Researchers examined 1,651 HIV-positive patients receiving care at the Southern Alberta Clinic from 1998 to 2008. Of them, 404 (24.5%) had one or more neurologic disorders, and 41% of people with AIDS exhibited neurologic disease. Most prevalent were symptomatic distal sensory polyneuropathy (10%) and HIV-associated neurocognitive disorder (6.2%, says Chris Power, a professor at the universities of Alberta and Calgary, and colleagues.
Patients with at least one neurologic disorder exhibited higher mortality rates (17.6% versus 8%), and especially AIDS-related deaths (9.7% versus 3.2%), compared with those without neurologic disorders. The highest mortality hazard ratio was associated with opportunistic infections of the central nervous system, followed by HIV-associated neurocognitive disorder and any neurologic disorder.
"It's actually quite disturbing in the sense that he's reporting a significant number of people who are presenting with neurological disease related to HIV," says Montaner, director of the British Columbia Center for Excellence in HIV/AIDS. "An astonishing amount of the pathology that is being presented is actually preventable if we implement an aggressive strategy of what we call seek and treat."

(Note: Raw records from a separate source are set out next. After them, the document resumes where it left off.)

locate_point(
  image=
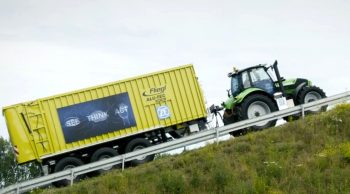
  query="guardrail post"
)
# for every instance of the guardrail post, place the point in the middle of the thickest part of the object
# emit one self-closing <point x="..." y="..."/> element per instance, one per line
<point x="217" y="135"/>
<point x="302" y="111"/>
<point x="123" y="163"/>
<point x="17" y="189"/>
<point x="71" y="177"/>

Power says the problem may be that antiretroviral medications do not make it through to the nervous system in sufficient amounts to offset the consequences of HIV on the brain. Only a fraction makes it through, he says, noting that some are better than others. One solution, he suggests, might be to fine-tune existing therapies in order to enhance levels in the nervous system.
The study, "Neurologic Disease Burden in Treated HIV/AIDS Predicts Survival," was published in the journal Neurology.